Parallels between Hagar and Abraham 72
Conclusion
The significance of these parallels is that Hagar is a patriarch in her own right, mirrored against Abraham (and the other patriarchs) rather than Sarah (and the other matriarchs). Hagar overshadows Sarah in many ways. She encounters God in the wilderness twice (Gen 16:7–14; 21:14–19), whereas Sarah never has a personal, revelatory encounter with God. 74 God gives Hagar the patriarchal blessing of multiplied seed (16:10), whereas Sarah never receives any promises firsthand and the promises given to Abram/Abraham revolve around his seed, not hers (Gen 15:5; 22:17). Hagar names God (Gen 16:13), and the place is named after her encounter (16:14). Sarah never speaks to God 75 and no place is named after her. Hagar plays a central role in saving her son’s life (Gen 21:15–19). Sarah is absent when Abraham takes Isaac to the mountain to be sacrificed (Gen 22). The only way Sarah overshadows Hagar is that her son, Isaac, is the one through whom Abraham’s seed is proclaimed (Gen 21:12). But this is not due to Sarah’s courage or resourcefulness; she has to appeal to Abraham in order to ensure that Isaac prevails (Gen 21:10). Even then, Abraham expels Hagar and Ishmael only because God forces him to do so (21:11–12), not because of Sarah. Hagar, in contrast, secures her son’s future by obeying God’s commands in Genesis 16 and 21.
On the other hand, Hagar is often paralleled with Abraham, which is unusual and striking. The messenger of the LORD speaks to her directly (Gen 16:8–12; 21:17–18) just as the messenger speaks to Abraham (Gen 22:11–12, 15–18). Hagar (Gen 16:10), like Abraham (Gen 15:5; 22:17), is promised multiplied seed, a promise no other woman receives. Hagar and Abraham are given names for their sons prior to birth (Gen 16:11; Gen 17:19). Places are named after Hagar and Abraham’s encounters with God (Gen 16:14; 22:14). Both Hagar and Abraham experience the near death of their sons (Gen 21:16; Gen 22:11). Hagar, like Abraham, is told that Ishmael will become a great nation (Gen 21:18; 17:20; 21:13). She, like Abraham, procures a wife for her son (Gen 21:21; Gen 24).

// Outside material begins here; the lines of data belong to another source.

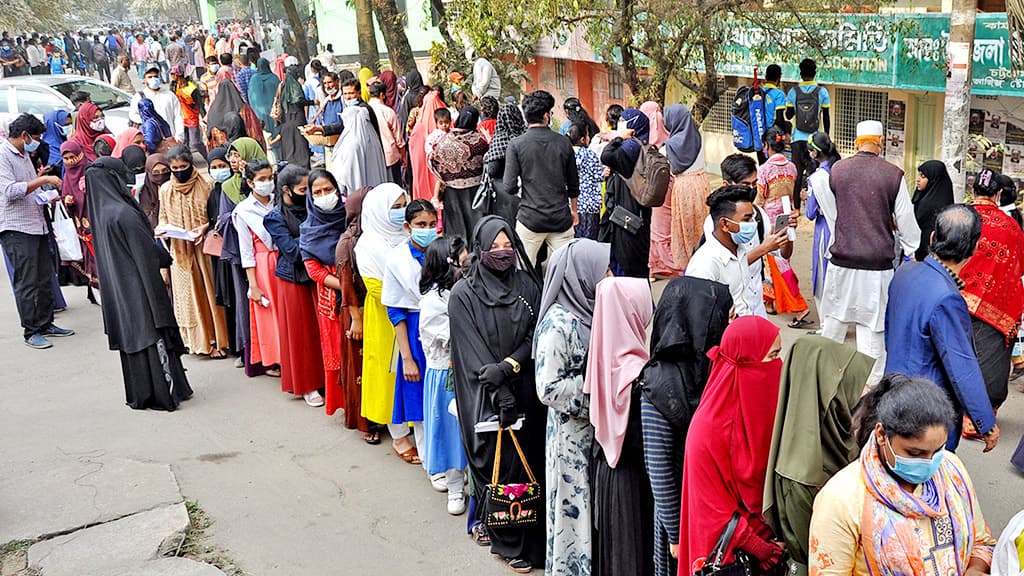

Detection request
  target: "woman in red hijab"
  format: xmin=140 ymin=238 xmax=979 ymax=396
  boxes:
xmin=678 ymin=316 xmax=782 ymax=576
xmin=69 ymin=102 xmax=111 ymax=165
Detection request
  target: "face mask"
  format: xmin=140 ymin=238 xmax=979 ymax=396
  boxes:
xmin=886 ymin=434 xmax=946 ymax=484
xmin=480 ymin=248 xmax=515 ymax=272
xmin=387 ymin=208 xmax=406 ymax=227
xmin=171 ymin=166 xmax=195 ymax=183
xmin=313 ymin=193 xmax=338 ymax=212
xmin=727 ymin=218 xmax=758 ymax=246
xmin=253 ymin=181 xmax=273 ymax=198
xmin=210 ymin=168 xmax=231 ymax=183
xmin=413 ymin=228 xmax=437 ymax=248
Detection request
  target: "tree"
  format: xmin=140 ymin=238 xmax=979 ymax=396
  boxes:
xmin=372 ymin=0 xmax=416 ymax=76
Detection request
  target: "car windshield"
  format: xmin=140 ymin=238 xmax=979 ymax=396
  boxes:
xmin=53 ymin=80 xmax=130 ymax=110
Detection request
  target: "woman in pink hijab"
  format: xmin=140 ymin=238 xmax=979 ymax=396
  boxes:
xmin=584 ymin=277 xmax=654 ymax=576
xmin=640 ymin=100 xmax=680 ymax=278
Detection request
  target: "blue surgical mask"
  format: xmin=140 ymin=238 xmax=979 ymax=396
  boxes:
xmin=726 ymin=218 xmax=758 ymax=246
xmin=210 ymin=168 xmax=231 ymax=183
xmin=886 ymin=440 xmax=946 ymax=484
xmin=413 ymin=228 xmax=437 ymax=248
xmin=387 ymin=208 xmax=406 ymax=227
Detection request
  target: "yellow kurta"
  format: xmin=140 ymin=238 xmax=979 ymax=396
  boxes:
xmin=362 ymin=278 xmax=395 ymax=424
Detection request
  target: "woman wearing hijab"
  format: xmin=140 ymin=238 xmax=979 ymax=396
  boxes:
xmin=71 ymin=101 xmax=110 ymax=164
xmin=483 ymin=104 xmax=526 ymax=222
xmin=534 ymin=239 xmax=611 ymax=576
xmin=678 ymin=316 xmax=782 ymax=576
xmin=427 ymin=106 xmax=487 ymax=238
xmin=138 ymin=154 xmax=171 ymax=229
xmin=299 ymin=170 xmax=345 ymax=407
xmin=278 ymin=67 xmax=310 ymax=167
xmin=160 ymin=146 xmax=230 ymax=359
xmin=86 ymin=158 xmax=193 ymax=410
xmin=449 ymin=216 xmax=545 ymax=574
xmin=665 ymin=104 xmax=711 ymax=270
xmin=138 ymin=96 xmax=174 ymax=154
xmin=326 ymin=188 xmax=381 ymax=436
xmin=597 ymin=108 xmax=650 ymax=278
xmin=913 ymin=160 xmax=954 ymax=262
xmin=43 ymin=109 xmax=74 ymax=166
xmin=584 ymin=278 xmax=654 ymax=576
xmin=764 ymin=336 xmax=874 ymax=576
xmin=640 ymin=100 xmax=680 ymax=278
xmin=640 ymin=277 xmax=732 ymax=576
xmin=353 ymin=182 xmax=411 ymax=448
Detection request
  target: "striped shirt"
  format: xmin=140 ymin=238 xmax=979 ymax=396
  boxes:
xmin=0 ymin=140 xmax=47 ymax=235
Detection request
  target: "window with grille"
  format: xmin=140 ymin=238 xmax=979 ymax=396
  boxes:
xmin=555 ymin=60 xmax=565 ymax=91
xmin=828 ymin=86 xmax=889 ymax=156
xmin=608 ymin=68 xmax=626 ymax=100
xmin=701 ymin=88 xmax=736 ymax=135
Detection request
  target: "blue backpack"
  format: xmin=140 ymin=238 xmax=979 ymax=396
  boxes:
xmin=732 ymin=80 xmax=768 ymax=152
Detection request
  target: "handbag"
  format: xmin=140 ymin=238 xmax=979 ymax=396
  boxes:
xmin=693 ymin=512 xmax=759 ymax=576
xmin=203 ymin=230 xmax=224 ymax=258
xmin=608 ymin=206 xmax=643 ymax=234
xmin=53 ymin=202 xmax=83 ymax=262
xmin=483 ymin=428 xmax=544 ymax=528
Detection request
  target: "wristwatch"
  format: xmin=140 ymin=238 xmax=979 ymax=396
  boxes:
xmin=502 ymin=357 xmax=522 ymax=374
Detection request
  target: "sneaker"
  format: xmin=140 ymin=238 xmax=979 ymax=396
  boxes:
xmin=25 ymin=334 xmax=53 ymax=349
xmin=430 ymin=472 xmax=447 ymax=492
xmin=449 ymin=493 xmax=466 ymax=516
xmin=302 ymin=390 xmax=324 ymax=408
xmin=43 ymin=324 xmax=75 ymax=338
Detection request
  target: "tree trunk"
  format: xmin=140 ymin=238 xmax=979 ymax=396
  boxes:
xmin=354 ymin=0 xmax=380 ymax=71
xmin=373 ymin=0 xmax=416 ymax=76
xmin=282 ymin=0 xmax=309 ymax=63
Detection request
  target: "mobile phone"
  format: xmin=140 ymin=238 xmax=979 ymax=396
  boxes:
xmin=773 ymin=214 xmax=790 ymax=234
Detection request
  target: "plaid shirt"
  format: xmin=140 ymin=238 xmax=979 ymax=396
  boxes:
xmin=0 ymin=140 xmax=48 ymax=235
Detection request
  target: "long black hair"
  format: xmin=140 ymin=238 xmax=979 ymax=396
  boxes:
xmin=420 ymin=236 xmax=466 ymax=294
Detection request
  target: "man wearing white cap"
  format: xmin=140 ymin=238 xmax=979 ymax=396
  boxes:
xmin=821 ymin=120 xmax=921 ymax=385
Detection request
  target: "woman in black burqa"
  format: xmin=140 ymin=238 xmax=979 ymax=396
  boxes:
xmin=85 ymin=157 xmax=193 ymax=410
xmin=449 ymin=216 xmax=546 ymax=572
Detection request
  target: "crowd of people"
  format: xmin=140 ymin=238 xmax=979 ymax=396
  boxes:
xmin=0 ymin=36 xmax=1024 ymax=576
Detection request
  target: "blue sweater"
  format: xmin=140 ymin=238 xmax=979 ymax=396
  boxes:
xmin=886 ymin=256 xmax=995 ymax=451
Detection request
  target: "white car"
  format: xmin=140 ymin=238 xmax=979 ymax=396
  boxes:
xmin=0 ymin=74 xmax=131 ymax=137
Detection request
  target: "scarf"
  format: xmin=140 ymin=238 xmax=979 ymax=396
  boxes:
xmin=640 ymin=100 xmax=669 ymax=148
xmin=483 ymin=104 xmax=526 ymax=163
xmin=583 ymin=278 xmax=654 ymax=468
xmin=665 ymin=104 xmax=703 ymax=174
xmin=860 ymin=434 xmax=977 ymax=576
xmin=534 ymin=239 xmax=611 ymax=358
xmin=355 ymin=182 xmax=409 ymax=280
xmin=299 ymin=181 xmax=348 ymax=266
xmin=959 ymin=196 xmax=1024 ymax=342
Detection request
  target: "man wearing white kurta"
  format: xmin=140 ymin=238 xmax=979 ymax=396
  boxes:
xmin=821 ymin=120 xmax=921 ymax=386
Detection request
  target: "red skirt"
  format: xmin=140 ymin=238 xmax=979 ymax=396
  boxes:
xmin=274 ymin=279 xmax=324 ymax=396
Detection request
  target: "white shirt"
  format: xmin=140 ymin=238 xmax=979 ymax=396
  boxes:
xmin=686 ymin=225 xmax=763 ymax=316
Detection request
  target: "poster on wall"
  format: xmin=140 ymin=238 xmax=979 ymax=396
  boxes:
xmin=885 ymin=99 xmax=906 ymax=166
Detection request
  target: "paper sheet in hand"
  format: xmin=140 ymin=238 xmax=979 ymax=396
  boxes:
xmin=154 ymin=224 xmax=199 ymax=242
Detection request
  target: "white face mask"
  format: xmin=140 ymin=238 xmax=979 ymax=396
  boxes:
xmin=253 ymin=180 xmax=273 ymax=198
xmin=313 ymin=192 xmax=338 ymax=212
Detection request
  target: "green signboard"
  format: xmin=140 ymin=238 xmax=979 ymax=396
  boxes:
xmin=721 ymin=14 xmax=1024 ymax=96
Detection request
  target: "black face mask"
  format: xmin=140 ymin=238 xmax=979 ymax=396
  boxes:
xmin=171 ymin=166 xmax=196 ymax=183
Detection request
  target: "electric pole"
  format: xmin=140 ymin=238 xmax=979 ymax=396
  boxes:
xmin=942 ymin=0 xmax=978 ymax=202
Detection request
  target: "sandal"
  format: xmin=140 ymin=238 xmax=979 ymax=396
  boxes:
xmin=391 ymin=446 xmax=423 ymax=464
xmin=471 ymin=522 xmax=490 ymax=546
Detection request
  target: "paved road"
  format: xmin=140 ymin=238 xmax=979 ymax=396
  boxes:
xmin=0 ymin=218 xmax=1024 ymax=576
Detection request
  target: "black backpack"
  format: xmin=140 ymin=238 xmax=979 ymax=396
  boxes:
xmin=794 ymin=84 xmax=821 ymax=133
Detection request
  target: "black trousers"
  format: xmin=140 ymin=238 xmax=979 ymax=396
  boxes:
xmin=0 ymin=230 xmax=53 ymax=339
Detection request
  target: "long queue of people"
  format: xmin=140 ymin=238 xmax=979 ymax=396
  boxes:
xmin=0 ymin=45 xmax=1024 ymax=576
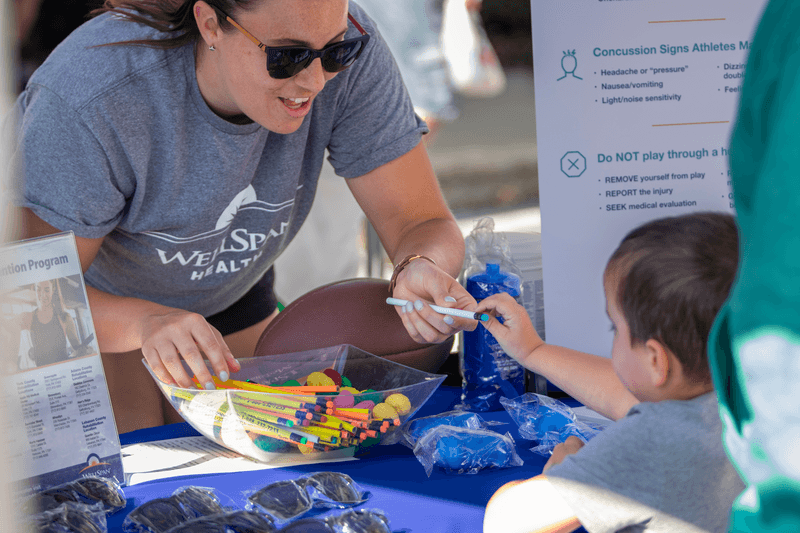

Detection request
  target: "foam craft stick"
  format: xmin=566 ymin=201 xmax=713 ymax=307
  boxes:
xmin=245 ymin=428 xmax=311 ymax=447
xmin=236 ymin=392 xmax=322 ymax=411
xmin=270 ymin=385 xmax=339 ymax=394
xmin=318 ymin=416 xmax=356 ymax=433
xmin=233 ymin=398 xmax=314 ymax=420
xmin=239 ymin=414 xmax=308 ymax=444
xmin=233 ymin=399 xmax=311 ymax=424
xmin=225 ymin=378 xmax=327 ymax=405
xmin=333 ymin=407 xmax=371 ymax=420
xmin=302 ymin=426 xmax=347 ymax=439
xmin=236 ymin=411 xmax=294 ymax=431
xmin=231 ymin=406 xmax=300 ymax=428
xmin=282 ymin=426 xmax=319 ymax=442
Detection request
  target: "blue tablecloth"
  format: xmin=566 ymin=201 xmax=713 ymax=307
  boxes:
xmin=108 ymin=386 xmax=580 ymax=533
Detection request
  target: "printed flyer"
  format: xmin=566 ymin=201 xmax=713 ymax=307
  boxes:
xmin=531 ymin=0 xmax=766 ymax=356
xmin=0 ymin=232 xmax=124 ymax=496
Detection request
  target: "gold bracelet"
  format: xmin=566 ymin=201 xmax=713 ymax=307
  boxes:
xmin=389 ymin=254 xmax=436 ymax=294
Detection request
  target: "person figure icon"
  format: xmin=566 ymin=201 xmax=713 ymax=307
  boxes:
xmin=556 ymin=50 xmax=583 ymax=81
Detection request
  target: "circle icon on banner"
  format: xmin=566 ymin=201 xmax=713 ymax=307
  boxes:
xmin=561 ymin=152 xmax=586 ymax=178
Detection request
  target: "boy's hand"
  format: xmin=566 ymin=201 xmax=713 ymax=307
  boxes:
xmin=476 ymin=292 xmax=544 ymax=361
xmin=542 ymin=435 xmax=583 ymax=473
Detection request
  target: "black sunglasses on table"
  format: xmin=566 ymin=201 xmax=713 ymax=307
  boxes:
xmin=220 ymin=10 xmax=369 ymax=80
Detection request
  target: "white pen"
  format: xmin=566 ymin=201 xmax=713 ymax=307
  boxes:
xmin=386 ymin=298 xmax=489 ymax=322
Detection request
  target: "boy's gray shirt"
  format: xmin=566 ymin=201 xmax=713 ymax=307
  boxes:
xmin=545 ymin=392 xmax=744 ymax=533
xmin=6 ymin=2 xmax=427 ymax=316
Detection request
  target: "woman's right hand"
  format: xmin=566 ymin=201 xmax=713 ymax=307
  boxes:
xmin=476 ymin=292 xmax=544 ymax=361
xmin=141 ymin=309 xmax=241 ymax=389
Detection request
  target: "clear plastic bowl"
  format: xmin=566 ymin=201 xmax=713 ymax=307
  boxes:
xmin=143 ymin=344 xmax=446 ymax=464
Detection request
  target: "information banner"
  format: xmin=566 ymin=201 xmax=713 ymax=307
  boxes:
xmin=531 ymin=0 xmax=766 ymax=356
xmin=0 ymin=233 xmax=124 ymax=495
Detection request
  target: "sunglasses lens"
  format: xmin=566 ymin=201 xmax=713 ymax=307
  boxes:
xmin=322 ymin=39 xmax=364 ymax=72
xmin=330 ymin=509 xmax=391 ymax=533
xmin=162 ymin=518 xmax=228 ymax=533
xmin=126 ymin=498 xmax=192 ymax=533
xmin=24 ymin=488 xmax=78 ymax=514
xmin=267 ymin=48 xmax=314 ymax=80
xmin=225 ymin=511 xmax=275 ymax=533
xmin=306 ymin=472 xmax=362 ymax=503
xmin=250 ymin=481 xmax=312 ymax=520
xmin=278 ymin=518 xmax=335 ymax=533
xmin=173 ymin=487 xmax=224 ymax=516
xmin=69 ymin=478 xmax=127 ymax=511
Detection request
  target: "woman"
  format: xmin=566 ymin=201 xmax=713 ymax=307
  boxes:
xmin=4 ymin=280 xmax=85 ymax=367
xmin=9 ymin=0 xmax=474 ymax=432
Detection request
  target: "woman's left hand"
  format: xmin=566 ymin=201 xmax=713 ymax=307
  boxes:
xmin=392 ymin=259 xmax=478 ymax=344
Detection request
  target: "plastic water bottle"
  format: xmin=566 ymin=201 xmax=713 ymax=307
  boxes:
xmin=461 ymin=263 xmax=525 ymax=411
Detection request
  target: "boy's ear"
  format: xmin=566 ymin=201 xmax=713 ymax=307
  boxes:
xmin=644 ymin=339 xmax=672 ymax=388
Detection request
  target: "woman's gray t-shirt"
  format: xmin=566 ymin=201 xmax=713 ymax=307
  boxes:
xmin=7 ymin=2 xmax=427 ymax=316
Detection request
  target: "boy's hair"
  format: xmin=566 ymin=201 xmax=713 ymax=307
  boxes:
xmin=603 ymin=212 xmax=739 ymax=383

Therefore, Hagar plays several unique and powerful roles in the book of Genesis. As the one who births Ishmael, she is the mother of a nation. As the only matriarch promised multiplied seed, she is the Mother Patriarch. As an Egyptian, she is the ultimate other—an outsider, stranger, and a slave. Finally, as the only matriarch who mirrors the patriarchs in her encounters with God and in her actions, Hagar is the Other Patriarch.